Culinary Tools:
- Shears (4-piece Carving Set)
- Chef’s Knife
- Bamboo Cutting Board
- Royal Cutter™ (Cone #3)
- 1-quart Mixing Bowl
- 10½-inch Skillet with Cover
Ingredients:
- 4 iceberg lettuce leaves
- 1/3 cup canned water chestnuts, drained and cut into strips
- 1/3 cup mushrooms, sliced
- 1/3 cup red bell pepper, julienned
- 1/3 cup carrot, shredded with Cone #3
- 1 cup water
- 1 teaspoon chicken base
- ¼ cup teriyaki sauce
- ¼ cup soy sauce
- 1 teaspoon sugar
- 1teaspoon olive oil
- 1 pound chicken, ground
- 1 teaspoon garlic, minced
- Salt and black pepper to taste
- 2 ounces rice noodles, crispy/precooked
Procedure:
- Wash lettuce leaves well; dry leaves and cut edges to get cups shapes.

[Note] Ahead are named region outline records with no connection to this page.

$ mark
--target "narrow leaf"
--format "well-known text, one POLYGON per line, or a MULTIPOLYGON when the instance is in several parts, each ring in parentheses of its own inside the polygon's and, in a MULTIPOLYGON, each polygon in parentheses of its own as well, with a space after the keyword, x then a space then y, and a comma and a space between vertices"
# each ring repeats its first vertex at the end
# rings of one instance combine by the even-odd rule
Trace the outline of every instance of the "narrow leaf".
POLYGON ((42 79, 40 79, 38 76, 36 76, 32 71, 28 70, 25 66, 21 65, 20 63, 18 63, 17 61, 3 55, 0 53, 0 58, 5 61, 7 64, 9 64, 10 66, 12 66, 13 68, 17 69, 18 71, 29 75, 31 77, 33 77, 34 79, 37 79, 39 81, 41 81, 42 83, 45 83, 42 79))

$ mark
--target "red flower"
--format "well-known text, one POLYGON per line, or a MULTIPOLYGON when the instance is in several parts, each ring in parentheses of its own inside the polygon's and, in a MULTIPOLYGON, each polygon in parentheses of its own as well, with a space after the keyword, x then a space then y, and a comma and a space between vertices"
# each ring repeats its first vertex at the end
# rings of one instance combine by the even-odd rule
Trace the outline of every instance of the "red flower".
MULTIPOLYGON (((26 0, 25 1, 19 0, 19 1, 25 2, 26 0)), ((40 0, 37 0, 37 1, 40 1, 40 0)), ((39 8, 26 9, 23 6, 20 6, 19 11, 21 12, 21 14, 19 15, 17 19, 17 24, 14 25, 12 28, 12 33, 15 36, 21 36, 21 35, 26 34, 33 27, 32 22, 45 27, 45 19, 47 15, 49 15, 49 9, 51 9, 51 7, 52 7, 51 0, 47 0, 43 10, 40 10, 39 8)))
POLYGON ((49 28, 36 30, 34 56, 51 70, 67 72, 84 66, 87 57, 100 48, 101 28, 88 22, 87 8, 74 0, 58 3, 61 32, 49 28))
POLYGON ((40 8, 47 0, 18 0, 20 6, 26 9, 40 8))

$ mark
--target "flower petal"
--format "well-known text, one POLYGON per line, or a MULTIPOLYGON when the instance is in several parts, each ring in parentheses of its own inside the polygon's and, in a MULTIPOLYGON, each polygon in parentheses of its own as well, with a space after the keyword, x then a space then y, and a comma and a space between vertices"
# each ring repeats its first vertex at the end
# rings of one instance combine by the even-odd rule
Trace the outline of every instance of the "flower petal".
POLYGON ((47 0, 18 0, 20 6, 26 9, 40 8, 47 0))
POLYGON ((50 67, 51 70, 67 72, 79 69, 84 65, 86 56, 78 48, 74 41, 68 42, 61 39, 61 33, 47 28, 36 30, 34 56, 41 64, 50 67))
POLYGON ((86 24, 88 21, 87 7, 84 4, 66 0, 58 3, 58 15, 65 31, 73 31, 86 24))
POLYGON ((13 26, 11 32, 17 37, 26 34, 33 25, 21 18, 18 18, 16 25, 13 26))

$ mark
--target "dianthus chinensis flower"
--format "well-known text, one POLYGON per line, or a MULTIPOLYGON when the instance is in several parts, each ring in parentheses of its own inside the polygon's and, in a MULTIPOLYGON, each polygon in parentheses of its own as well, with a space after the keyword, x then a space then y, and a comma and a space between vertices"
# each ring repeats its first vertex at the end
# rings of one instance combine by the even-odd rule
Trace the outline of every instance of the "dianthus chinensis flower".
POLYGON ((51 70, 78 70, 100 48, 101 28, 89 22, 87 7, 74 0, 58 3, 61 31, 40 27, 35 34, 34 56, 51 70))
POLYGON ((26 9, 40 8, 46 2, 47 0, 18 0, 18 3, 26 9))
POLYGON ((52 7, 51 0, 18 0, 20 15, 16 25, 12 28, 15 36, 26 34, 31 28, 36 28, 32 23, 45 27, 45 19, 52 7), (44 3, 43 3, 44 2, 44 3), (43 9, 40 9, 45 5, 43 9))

- Cut all other vegetables.
- In the 1-quart Mixing Bowl, add water, chicken base, teriyaki sauce, soy sauce and sugar. Stir all ingredients well and set aside.
- Add olive oil to the skillet, and preheat at medium-high for 3 minutes, or until oil is very hot.
- Add ground chicken, garlic, salt and pepper to taste; cook for 3 minutes, while continuously stirring. Reduce heat to medium and add water chestnuts, mushrooms, bell pepper and carrot; cook for 3 more minutes.
- Add reserved sauce. Reduce temperature to low, cover with the Redy-cook® valve closed and cook for 5 more minutes; turn off stove.
- Add a portion of chicken on each lettuce cup and top with rice noodles. Serve right away.